Download Peace & Revolution PDF Online Free

Author :
Publisher : William B. Eerdmans Publishing Company
ISBN 13 : 9780802836403
Total Pages : 283 pages
Book Rating : 4.02/5 ( download)

DOWNLOAD NOW!


Book Synopsis Peace & Revolution by : Guenter Lewy

Download or read book Peace & Revolution written by Guenter Lewy and published by William B. Eerdmans Publishing Company. This book was released on 1988 with total page 283 pages. Available in PDF, EPUB and Kindle. Book excerpt: Looks at how four pacifist organizations, the AFSC, the Fellowship of Reconciliation, the War Resisters League, and the Women's International League for Peace and Freedom, have given up the ideals of nonviolence to support leftist dictatorships and libera

Pacifism

Download Pacifism PDF Online Free

Author :
Publisher : Bloomsbury Publishing
ISBN 13 : 1474279848
Total Pages : 368 pages
Book Rating : 4.40/5 ( download)

DOWNLOAD NOW!


Book Synopsis Pacifism by : Robert L. Holmes

Download or read book Pacifism written by Robert L. Holmes and published by Bloomsbury Publishing. This book was released on 2016-12-15 with total page 368 pages. Available in PDF, EPUB and Kindle. Book excerpt: In a world riven with conflict, violence and war, this book proposes a philosophical defense of pacifism. It argues that there is a moral presumption against war and unless that presumption is defeated, war is unjustified.
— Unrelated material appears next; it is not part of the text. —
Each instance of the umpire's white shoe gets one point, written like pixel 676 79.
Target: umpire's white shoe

Leading philosopher of non-violence Robert Holmes contends that neither just war theory nor the rationales for recent wars (Vietnam, the Gulf War, the Iraq and Afghanistan Wars) defeat that presumption, hence that war in the modern world is morally unjustified. A detailed, comprehensive and elegantly argued text which guides both students and scholars through the main debates (Just War Theory and double effect to name a few) clearly but without oversimplifying the complexities of the issues or historical examples.